Re: cut{base}: is it a bug?

David Winsemius

> On Sep 24, 2018, at 12:00 PM, Jose Claudio Faria <[hidden email]> wrote:
>
> Dears,
>
> Thank you for your contribution!
>
> However, this function is important in a generic usage package for
> frequency distribution tables: fdth (
> https://cran.r-project.org/web/packages/fdth/index.html).
>
> In this case, when I do not know in advance what the user data is, what is
> the best option to avoid deviations as centuados as the example?
>
> The data used in the example was sent to me from a teacher trying to
> reproduce in class the table of a book.

If you want to provide tools that protect unsuspecting users from falling into common numerical and well understood potential traps, then why don't you process your data inputs with round( obj, 8) or something similar to your liking.

> round( 3*.1, 8) == 3*.1
[1] FALSE
> 0.3 == 3*.1
[1] FALSE
> round( 3*.1, 8) == 0.3
[1] TRUE


--
David.

>
> Best,
>
> ///\\\///\\\///\\\///\\\///\\\///\\\///\\\///\\\
> Jose Claudio Faria
> UESC/DCET/Brasil
> joseclaudio.faria at gmail.com
> Telefones:
> 55(73)3680.5545 - UESC
> 55(73)99966.9100 - VIVO
> 55(73)98817.6159 - OI
> ///\\\///\\\///\\\///\\\///\\\///\\\///\\\///\\\
>
> If you have software to deal with statistics, you have arms;
> if you have good software, you have arms and legs;
> if you have software like R, you have arms, legs and wings...
> the height of your flight depends only on you!
>
> 2018-09-24 14:42 GMT-03:00 David L Carlson <[hidden email]>:
>
>> Yes, I should have included that point. The cut() function "encourages"
>> exact comparison of values by including the right= argument without a
>> warning that this may create unexpected results. With truly continuous
>> data, values falling exactly on the boundary would be rare.
>>
>> Most data arrives from instruments that measure to limited precision.
>> Introductory statistics texts deal with this by distinguishing between
>> "true" and "stated" class limits. Or, like Lyman Ott, recommend choosing
>> the starting point interval such that "no measurement falls on a point of
>> division between two intervals."
>>
>> ----------------------------------------
>> David L Carlson
>> Department of Anthropology
>> Texas A&M University
>> College Station, TX 77843-4352
>>
>> -----Original Message-----
>> From: Jeff Newmiller <[hidden email]>
>> Sent: Monday, September 24, 2018 10:41 AM
>> To: [hidden email]; David L Carlson <[hidden email]>; Jose
>> Claudio Faria <[hidden email]>; [hidden email]
>> Subject: Re: [R] cut{base}: is it a bug?
>>
>> "Subtracting a bit" only fixes the problem for the test data... it
>> introduces a bias in any continuous data you happen to throw at it.
>> However, if you have data with known rounding applied (e.g. published
>> tabular data) then the subtracting trick can be useful.
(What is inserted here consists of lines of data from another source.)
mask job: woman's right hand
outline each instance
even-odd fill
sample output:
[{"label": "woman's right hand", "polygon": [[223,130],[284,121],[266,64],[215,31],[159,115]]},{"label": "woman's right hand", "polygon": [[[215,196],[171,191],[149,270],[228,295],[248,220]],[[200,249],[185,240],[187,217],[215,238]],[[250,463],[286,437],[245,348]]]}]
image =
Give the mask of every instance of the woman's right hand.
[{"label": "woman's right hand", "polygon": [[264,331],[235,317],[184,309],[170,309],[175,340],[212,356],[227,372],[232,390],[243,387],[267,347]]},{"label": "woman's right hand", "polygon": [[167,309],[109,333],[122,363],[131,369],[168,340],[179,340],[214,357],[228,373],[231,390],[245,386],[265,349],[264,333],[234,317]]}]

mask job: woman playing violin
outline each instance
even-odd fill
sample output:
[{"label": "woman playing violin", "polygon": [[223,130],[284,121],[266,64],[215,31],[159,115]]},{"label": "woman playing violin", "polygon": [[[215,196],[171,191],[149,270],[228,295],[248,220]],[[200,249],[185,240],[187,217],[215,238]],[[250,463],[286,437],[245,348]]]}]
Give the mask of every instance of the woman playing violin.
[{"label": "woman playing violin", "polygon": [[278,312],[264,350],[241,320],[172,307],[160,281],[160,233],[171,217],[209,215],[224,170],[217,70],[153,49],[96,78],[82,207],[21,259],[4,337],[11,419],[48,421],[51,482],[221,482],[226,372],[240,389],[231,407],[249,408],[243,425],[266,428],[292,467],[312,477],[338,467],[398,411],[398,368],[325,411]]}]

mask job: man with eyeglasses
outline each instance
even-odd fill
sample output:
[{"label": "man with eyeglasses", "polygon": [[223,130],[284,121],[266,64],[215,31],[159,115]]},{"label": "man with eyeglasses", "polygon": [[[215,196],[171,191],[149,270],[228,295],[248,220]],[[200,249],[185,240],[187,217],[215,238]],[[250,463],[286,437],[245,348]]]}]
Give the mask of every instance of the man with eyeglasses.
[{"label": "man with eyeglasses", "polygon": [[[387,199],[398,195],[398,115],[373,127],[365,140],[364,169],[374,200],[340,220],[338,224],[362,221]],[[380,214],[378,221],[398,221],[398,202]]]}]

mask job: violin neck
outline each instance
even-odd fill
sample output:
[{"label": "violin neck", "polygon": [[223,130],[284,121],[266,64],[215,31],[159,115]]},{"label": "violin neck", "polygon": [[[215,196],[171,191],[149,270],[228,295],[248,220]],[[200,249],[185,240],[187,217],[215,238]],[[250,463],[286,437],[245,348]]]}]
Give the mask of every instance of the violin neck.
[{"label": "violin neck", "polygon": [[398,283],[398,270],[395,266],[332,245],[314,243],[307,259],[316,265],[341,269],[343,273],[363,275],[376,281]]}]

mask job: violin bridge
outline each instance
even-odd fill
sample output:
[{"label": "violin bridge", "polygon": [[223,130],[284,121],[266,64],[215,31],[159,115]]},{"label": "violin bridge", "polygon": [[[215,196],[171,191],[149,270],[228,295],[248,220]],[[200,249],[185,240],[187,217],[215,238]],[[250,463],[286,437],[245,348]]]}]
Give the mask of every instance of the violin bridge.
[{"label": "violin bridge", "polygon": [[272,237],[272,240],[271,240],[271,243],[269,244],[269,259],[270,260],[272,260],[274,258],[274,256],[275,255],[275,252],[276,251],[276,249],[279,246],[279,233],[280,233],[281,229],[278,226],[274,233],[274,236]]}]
In general you
>> should not expect floating point fractions to behave like exact values in
>> your analysis.
>>
>> On September 24, 2018 8:14:09 AM PDT, David L Carlson <[hidden email]>
>> wrote:
>>> You've been bitten by FAQ 7.31: Why doesn't R think these numbers are
>>> equal?
>>> https://cran.r-project.org/doc/FAQ/R-FAQ.html#Why-doesn_
>> 0027t-R-think-these-numbers-are-equal_003f
>>>
>>> Your boundaries and your data values are not what you think they are.
>>> This is a limitation of digital computing not R.
>>>
>>>> print(seq(from=.6, to=2.2, by=.2), digits=17)
>>> [1] 0.59999999999999998 0.80000000000000004 1.00000000000000000
>>> 1.20000000000000018
>>> [5] 1.39999999999999991 1.60000000000000009 1.80000000000000027
>>> 2.00000000000000000
>>> [9] 2.20000000000000018
>>>
>>>> print(dat, digits=17)
>>> [1] 0.59999999999999998 0.59999999999999998 0.59999999999999998
>>> 0.69999999999999996
>>> [5] 0.69999999999999996 0.69999999999999996 0.69999999999999996
>>> 0.69999999999999996
>>> [9] 0.80000000000000004 0.80000000000000004 0.80000000000000004
>>> 0.90000000000000002
>>> [13] 0.90000000000000002 0.90000000000000002 0.90000000000000002
>>> 1.00000000000000000
>>> [17] 1.00000000000000000 1.00000000000000000 1.00000000000000000
>>> 1.10000000000000009
>>> [21] 1.10000000000000009 1.10000000000000009 1.19999999999999996
>>> 1.19999999999999996
>>> [25] 1.19999999999999996 1.19999999999999996 1.30000000000000004
>>> 1.30000000000000004
>>> [29] 1.30000000000000004 1.39999999999999991 1.39999999999999991
>>> 1.39999999999999991
>>> [33] 1.50000000000000000 1.50000000000000000 1.50000000000000000
>>> 1.60000000000000009
>>> [37] 1.60000000000000009 1.69999999999999996 1.69999999999999996
>>> 1.69999999999999996
>>> [41] 1.69999999999999996 1.80000000000000004 1.80000000000000004
>>> 1.80000000000000004
>>> [45] 1.89999999999999991 1.89999999999999991 2.00000000000000000
>>> 2.00000000000000000
>>> [49] 2.00000000000000000 2.00000000000000000 2.00000000000000000
>>> 2.10000000000000009
>>>
>>> The simplest solution is to subtract a bit. This also means you don't
>>> need the include.lowest= or right= arguments:
>>>
>>>> f <- cut(dat,
>>> +           breaks= seq(from=.6-.01, to=2.2-.01, by=.2),
>>> +           dig.lab=10L)
>>>> as.matrix(tb <- table(f))
>>>           [,1]
>>> [0.59,0.79)    8
>>> [0.79,0.99)    7
>>> [0.99,1.19)    7
>>> [1.19,1.39)    7
>>> [1.39,1.59)    6
>>> [1.59,1.79)    6
>>> [1.79,1.99)    5
>>> [1.99,2.19]    6
>>>
>>> ----------------------------------------
>>> David L Carlson
>>> Department of Anthropology
>>> Texas A&M University
>>> College Station, TX 77843-4352
>>>
>>>
>>> -----Original Message-----
>>> From: R-help <[hidden email]> On Behalf Of Jose Claudio
>>> Faria
>>> Sent: Monday, September 24, 2018 9:32 AM
>>> To: [hidden email]
>>> Subject: [R] cut{base}: is it a bug?
>>>
>>> Dears members,
>>>
>>> Is the below a bug of the cut {base} function?
>>>
>>> dat <- c(
>>> 0.6, 0.6, 0.6, 0.7, 0.7, 0.7, 0.7, 0.7, #(8)
>>> 0.8, 0.8, 0.8, 0.9, 0.9, 0.9, 0.9,        #(7)
>>> 1.0, 1.0, 1.0, 1.0, 1.1, 1.1, 1.1,        #(7)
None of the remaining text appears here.